Chapter 7 - Him

1.3K 273 304
                                    

Hai, selamat malam!
Jangan lupa tinggalkan jejak di setiap chapter agar aku cepat update lagii. See u🤍



Bibir si gadis sedikit terbuka kala kendaraan mereka melintasi komplek perumahan berisi rumah-rumah kelewat mewah di sepanjang jalan, hingga laju mobil berhenti tepat di depan rumah European Classic tiga lantai dengan pilar-pilar besar dan pintu setinggi dua kali lipat dari tinggi badannya. Bahkan tubuh Taehyung yang jauh lebih besar terlihat seperti hendak di telan oleh rumah ini.

Jika dari luar terlihat bak kastil kerajaan inggris, maka dari dalam Ahrin seperti masuk ke dalam buku dongeng anak-anak.
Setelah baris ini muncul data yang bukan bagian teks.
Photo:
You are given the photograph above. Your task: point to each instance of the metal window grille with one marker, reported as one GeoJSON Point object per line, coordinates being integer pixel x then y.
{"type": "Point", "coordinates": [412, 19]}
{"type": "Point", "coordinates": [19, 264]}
Tatapannya tersita pada lukisan awan tepat di atas langit-langit rumah lengkap dengan lampu kristal yang menggantung menyilaukan mata, gorden-gorden tinggi menutupi kaca hingga Ahrin sontak berpikir bagaimana cara mencucinya, atau sederet guci-guci mahal dan sofa empuk yang Ahrin yakini harganya pasti di luar akal sehat manusia. Sebenarnya apa sih pekerjaan mereka? sampai bisa memiliki rumah yang bahkan tidak mampu Ahrin beli meski dicicil dua belas generasi.

Sialan, rumah ini benar-benar sangat menghibur kemiskinannya.

"Sebenarnya, kau hendak membawaku kemana?" Ketukan sepatu mereka saat menghentak lantai marmer menjadi satu-satunya pengisi suara di sana. Tidak ada siapapun yang menghuni lantai utama hingga Ahrin terus berjalan mengekori Taehyung menaiki lift menuju lantai tiga.

"Nanti kau akan tahu."

"Taehyung... Bolehkah aku memanggilmu begitu?" Ujar Ahrin agak ragu. "Bukankah kita sudah menjadi... Teman?"

Taehyung menatap Ahrin dari balik pantulan plat besi di dalam lift. "Terserah."

"Rumah ini milik presdir?"

"Bukan." Mengangkat bahu acuh, Taehyung melangkah keluar sembari memasukan jemari ke dalam saku celananya. "Ini rumah orangtuaku."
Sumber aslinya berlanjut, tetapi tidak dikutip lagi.